It won’t surprise anyone that it’s a tender moment for almost everyone when they approach a superior to discuss wage growth; studies show that while negotiations for higher salary tend to be successful when people are first offered a job, few people do it after the initial move.
Lots of things hold people back—insecurity, fear of somehow messing up and losing the job, and more—but the good news is, according to Forbes.com, 82 percent of senior managers have given raises to employees who expressed concerns, and that there’s expert advice to rely on how to proceed. One caveat, though: If the backdrop to your negotiation is your discovery, either through scuttlebutt or transparency laws, that colleagues in similar positions are making more money, it’s best to leave your indignation and self-righteousness by the door. Similarly, threatening to leave or quit is a non-starter unless you are prepared to have your boss take you up on it. Taking an aggressive stance when it comes to salary negotiation isn’t strong; it’s a tactical mistake and it could cost you, and you shouldn’t confuse it with being self-assertive
Among the tips Roberta Magnuson offers up on Forbes.com are a few you might not think of, including being aware of the business climate your particular business is operating in and considering that in relationship to your initiation of discussions. For example, if you know that a competing business has just shut its doors or laid off people, this probably isn’t an optimal time for asking for more compensation. This doesn’t mean, of course, that you can’t revisit the subject; it’s a question of using timing to come up with a successful result.

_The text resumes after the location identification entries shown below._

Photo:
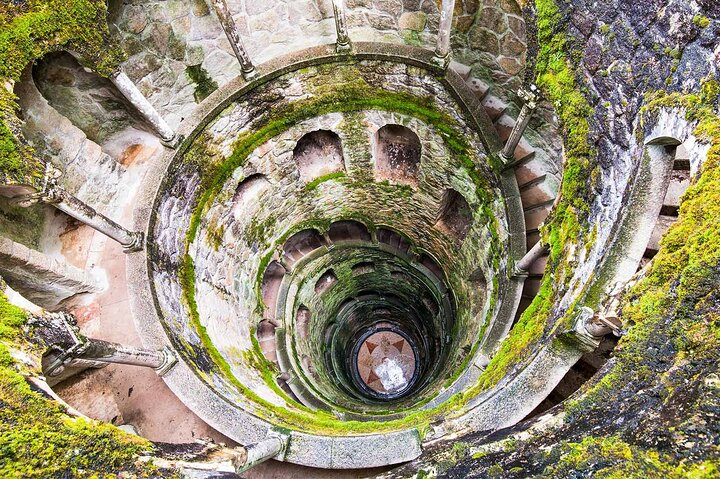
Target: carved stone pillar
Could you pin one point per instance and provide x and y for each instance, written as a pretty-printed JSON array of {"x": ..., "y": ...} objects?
[
  {"x": 70, "y": 352},
  {"x": 442, "y": 49},
  {"x": 138, "y": 100},
  {"x": 522, "y": 266},
  {"x": 259, "y": 452},
  {"x": 56, "y": 196},
  {"x": 529, "y": 96},
  {"x": 343, "y": 37},
  {"x": 231, "y": 31}
]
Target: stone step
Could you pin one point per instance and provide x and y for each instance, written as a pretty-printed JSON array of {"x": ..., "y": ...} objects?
[
  {"x": 663, "y": 224},
  {"x": 461, "y": 69},
  {"x": 478, "y": 87},
  {"x": 538, "y": 194},
  {"x": 535, "y": 216},
  {"x": 524, "y": 151},
  {"x": 537, "y": 269},
  {"x": 504, "y": 126},
  {"x": 494, "y": 106},
  {"x": 530, "y": 184},
  {"x": 531, "y": 287},
  {"x": 679, "y": 183},
  {"x": 528, "y": 171},
  {"x": 533, "y": 236}
]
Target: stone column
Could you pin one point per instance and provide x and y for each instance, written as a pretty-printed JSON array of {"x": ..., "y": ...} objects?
[
  {"x": 44, "y": 280},
  {"x": 442, "y": 50},
  {"x": 343, "y": 37},
  {"x": 138, "y": 100},
  {"x": 522, "y": 266},
  {"x": 59, "y": 198},
  {"x": 72, "y": 206},
  {"x": 254, "y": 454},
  {"x": 228, "y": 461},
  {"x": 529, "y": 96},
  {"x": 97, "y": 353},
  {"x": 231, "y": 31}
]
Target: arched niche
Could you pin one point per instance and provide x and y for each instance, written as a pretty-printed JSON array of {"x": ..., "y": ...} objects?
[
  {"x": 393, "y": 239},
  {"x": 301, "y": 244},
  {"x": 325, "y": 282},
  {"x": 270, "y": 287},
  {"x": 247, "y": 193},
  {"x": 266, "y": 338},
  {"x": 317, "y": 154},
  {"x": 91, "y": 102},
  {"x": 348, "y": 231},
  {"x": 302, "y": 321},
  {"x": 455, "y": 216},
  {"x": 397, "y": 154}
]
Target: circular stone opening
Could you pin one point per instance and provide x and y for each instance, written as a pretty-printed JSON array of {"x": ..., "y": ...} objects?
[
  {"x": 385, "y": 362},
  {"x": 290, "y": 268}
]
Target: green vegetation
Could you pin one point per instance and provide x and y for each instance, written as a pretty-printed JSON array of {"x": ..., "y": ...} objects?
[
  {"x": 204, "y": 84},
  {"x": 38, "y": 439},
  {"x": 28, "y": 31},
  {"x": 322, "y": 179},
  {"x": 348, "y": 93},
  {"x": 676, "y": 299},
  {"x": 22, "y": 225},
  {"x": 701, "y": 21},
  {"x": 556, "y": 78},
  {"x": 611, "y": 457}
]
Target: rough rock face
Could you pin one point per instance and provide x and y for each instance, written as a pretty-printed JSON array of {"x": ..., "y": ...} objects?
[{"x": 652, "y": 411}]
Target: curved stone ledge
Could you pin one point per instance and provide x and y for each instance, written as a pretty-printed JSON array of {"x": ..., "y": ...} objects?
[{"x": 306, "y": 449}]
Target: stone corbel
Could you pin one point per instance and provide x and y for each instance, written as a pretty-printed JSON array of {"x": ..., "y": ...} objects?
[
  {"x": 442, "y": 48},
  {"x": 530, "y": 97},
  {"x": 521, "y": 268},
  {"x": 343, "y": 37},
  {"x": 131, "y": 92},
  {"x": 233, "y": 35},
  {"x": 53, "y": 194},
  {"x": 81, "y": 352}
]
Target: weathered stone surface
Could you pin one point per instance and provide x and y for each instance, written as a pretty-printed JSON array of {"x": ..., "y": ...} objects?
[
  {"x": 413, "y": 21},
  {"x": 484, "y": 40}
]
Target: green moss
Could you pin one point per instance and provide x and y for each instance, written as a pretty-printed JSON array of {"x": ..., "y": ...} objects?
[
  {"x": 38, "y": 439},
  {"x": 22, "y": 225},
  {"x": 611, "y": 457},
  {"x": 30, "y": 30},
  {"x": 701, "y": 21},
  {"x": 204, "y": 84},
  {"x": 322, "y": 179},
  {"x": 565, "y": 227},
  {"x": 346, "y": 93},
  {"x": 674, "y": 299}
]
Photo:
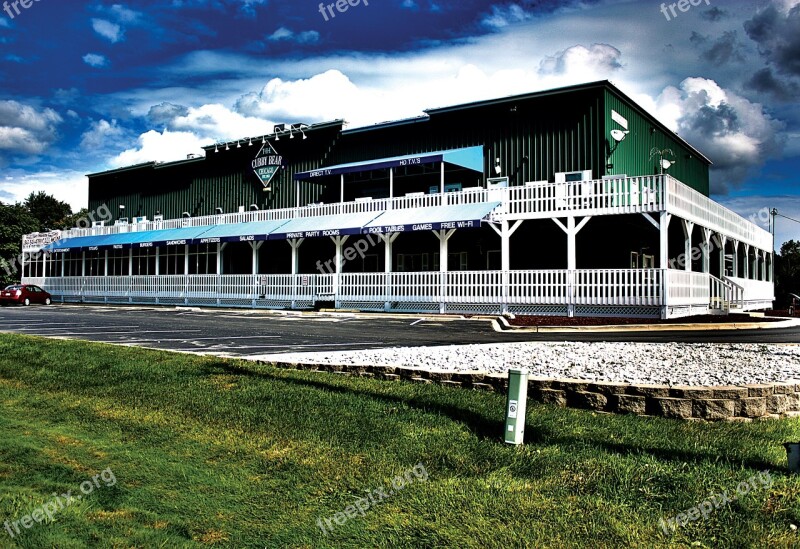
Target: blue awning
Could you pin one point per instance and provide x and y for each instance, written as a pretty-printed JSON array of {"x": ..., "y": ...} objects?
[
  {"x": 240, "y": 232},
  {"x": 460, "y": 216},
  {"x": 327, "y": 225},
  {"x": 167, "y": 237},
  {"x": 77, "y": 243},
  {"x": 470, "y": 158}
]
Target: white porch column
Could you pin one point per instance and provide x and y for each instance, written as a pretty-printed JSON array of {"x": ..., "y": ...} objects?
[
  {"x": 663, "y": 246},
  {"x": 295, "y": 243},
  {"x": 444, "y": 237},
  {"x": 688, "y": 229},
  {"x": 391, "y": 188},
  {"x": 505, "y": 231},
  {"x": 572, "y": 231},
  {"x": 441, "y": 185},
  {"x": 746, "y": 261},
  {"x": 255, "y": 246},
  {"x": 388, "y": 241},
  {"x": 220, "y": 248},
  {"x": 339, "y": 262},
  {"x": 706, "y": 250}
]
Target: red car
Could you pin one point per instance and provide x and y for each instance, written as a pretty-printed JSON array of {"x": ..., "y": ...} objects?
[{"x": 24, "y": 294}]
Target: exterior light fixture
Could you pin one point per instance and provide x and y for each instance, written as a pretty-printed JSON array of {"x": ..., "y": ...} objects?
[
  {"x": 663, "y": 163},
  {"x": 619, "y": 135}
]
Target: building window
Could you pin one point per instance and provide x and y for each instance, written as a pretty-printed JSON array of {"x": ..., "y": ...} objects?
[
  {"x": 172, "y": 260},
  {"x": 73, "y": 264},
  {"x": 144, "y": 261},
  {"x": 203, "y": 259},
  {"x": 118, "y": 261}
]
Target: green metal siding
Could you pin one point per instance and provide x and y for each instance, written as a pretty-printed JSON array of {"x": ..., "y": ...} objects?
[
  {"x": 632, "y": 156},
  {"x": 534, "y": 136}
]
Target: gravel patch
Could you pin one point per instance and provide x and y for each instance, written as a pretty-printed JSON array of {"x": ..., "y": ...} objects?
[{"x": 696, "y": 364}]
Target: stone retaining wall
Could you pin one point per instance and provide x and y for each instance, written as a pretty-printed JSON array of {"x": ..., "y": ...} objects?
[{"x": 730, "y": 403}]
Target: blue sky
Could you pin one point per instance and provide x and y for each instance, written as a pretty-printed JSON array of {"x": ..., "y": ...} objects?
[{"x": 87, "y": 86}]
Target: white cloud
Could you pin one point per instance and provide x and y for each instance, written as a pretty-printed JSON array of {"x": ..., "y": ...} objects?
[
  {"x": 26, "y": 130},
  {"x": 503, "y": 16},
  {"x": 598, "y": 60},
  {"x": 95, "y": 60},
  {"x": 111, "y": 31},
  {"x": 100, "y": 133},
  {"x": 734, "y": 133},
  {"x": 68, "y": 186},
  {"x": 161, "y": 147},
  {"x": 284, "y": 34}
]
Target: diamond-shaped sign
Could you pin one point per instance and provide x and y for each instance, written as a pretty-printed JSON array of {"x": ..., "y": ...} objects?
[{"x": 267, "y": 163}]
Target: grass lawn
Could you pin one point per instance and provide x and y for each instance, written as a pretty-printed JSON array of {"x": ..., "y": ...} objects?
[{"x": 214, "y": 452}]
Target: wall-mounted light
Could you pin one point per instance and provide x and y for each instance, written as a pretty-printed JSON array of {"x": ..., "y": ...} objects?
[{"x": 619, "y": 135}]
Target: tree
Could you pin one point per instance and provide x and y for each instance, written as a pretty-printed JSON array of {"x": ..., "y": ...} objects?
[
  {"x": 787, "y": 272},
  {"x": 50, "y": 212},
  {"x": 15, "y": 221}
]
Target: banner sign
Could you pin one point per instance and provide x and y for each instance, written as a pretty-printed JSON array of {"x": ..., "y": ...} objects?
[
  {"x": 266, "y": 164},
  {"x": 37, "y": 241}
]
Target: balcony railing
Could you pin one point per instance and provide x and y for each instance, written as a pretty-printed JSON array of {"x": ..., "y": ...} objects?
[{"x": 532, "y": 201}]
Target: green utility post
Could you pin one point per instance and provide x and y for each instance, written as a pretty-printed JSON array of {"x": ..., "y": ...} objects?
[{"x": 515, "y": 410}]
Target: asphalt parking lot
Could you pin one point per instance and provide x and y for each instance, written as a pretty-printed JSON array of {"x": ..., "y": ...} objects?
[{"x": 243, "y": 333}]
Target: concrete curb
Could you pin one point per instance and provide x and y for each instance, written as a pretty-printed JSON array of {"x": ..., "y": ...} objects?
[
  {"x": 501, "y": 324},
  {"x": 740, "y": 403}
]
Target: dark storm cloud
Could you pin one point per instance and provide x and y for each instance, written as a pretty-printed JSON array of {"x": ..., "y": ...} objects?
[
  {"x": 764, "y": 81},
  {"x": 714, "y": 14},
  {"x": 165, "y": 113},
  {"x": 778, "y": 38}
]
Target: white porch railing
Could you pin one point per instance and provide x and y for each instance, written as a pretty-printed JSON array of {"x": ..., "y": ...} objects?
[
  {"x": 756, "y": 294},
  {"x": 550, "y": 287},
  {"x": 584, "y": 287},
  {"x": 689, "y": 204},
  {"x": 596, "y": 197}
]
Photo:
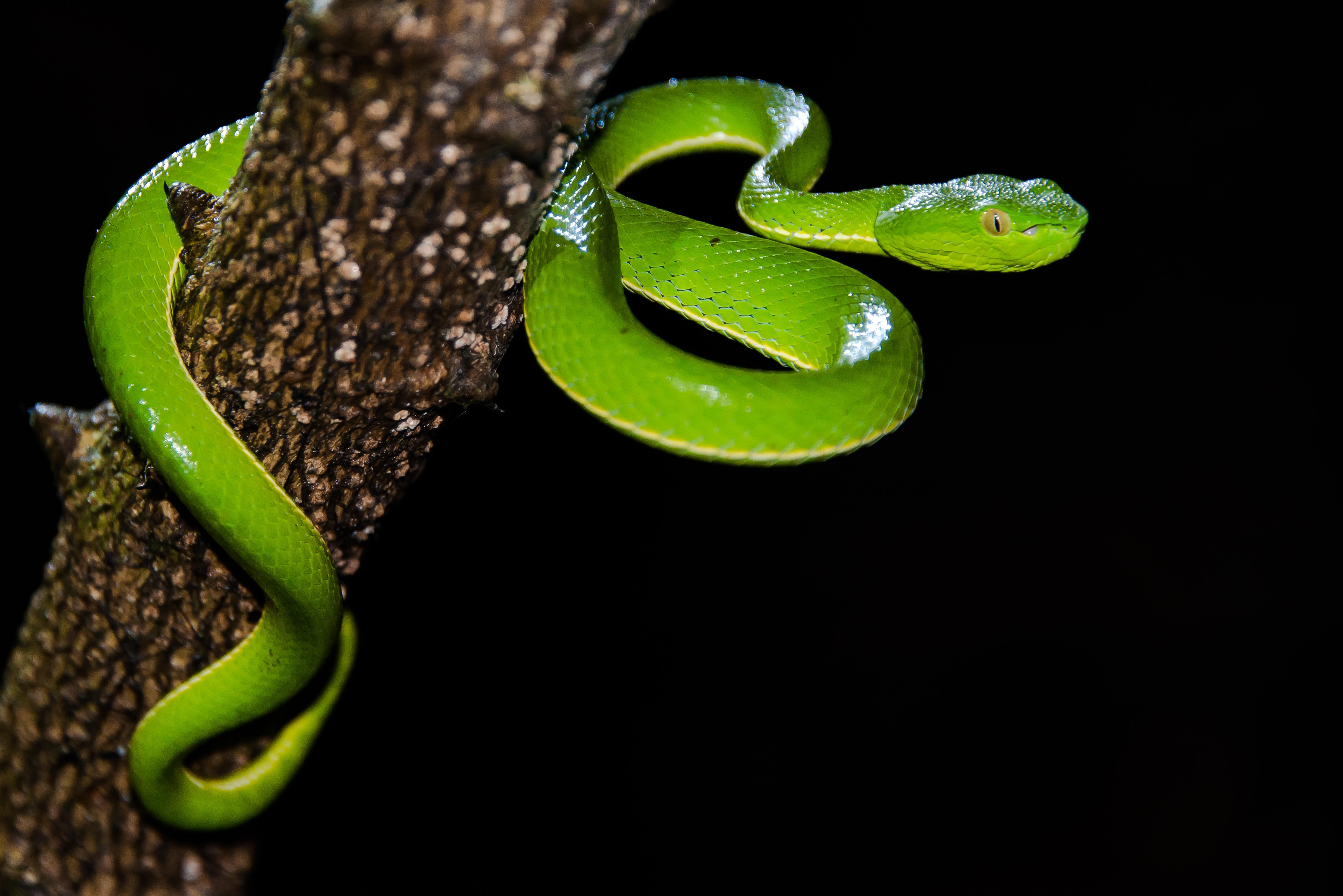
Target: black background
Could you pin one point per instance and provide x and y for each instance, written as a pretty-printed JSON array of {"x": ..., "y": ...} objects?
[{"x": 1068, "y": 631}]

There’s widespread agreement that preparing yourself for this discussion is essential and that taking an off-the-cuff approach isn’t either smart or productive. Keep mind that the more you know about the company’s financial health and its attitude towards its employees—does it tend to reward longevity or loyalty or is it always ready to reward new talent first?—will stand you in good stead.
If this is your first rodeo with this company, do your homework and find out as much as you can about the review process and about raises in general. Do they tend to be cost-of-living based? Are they always performance-based?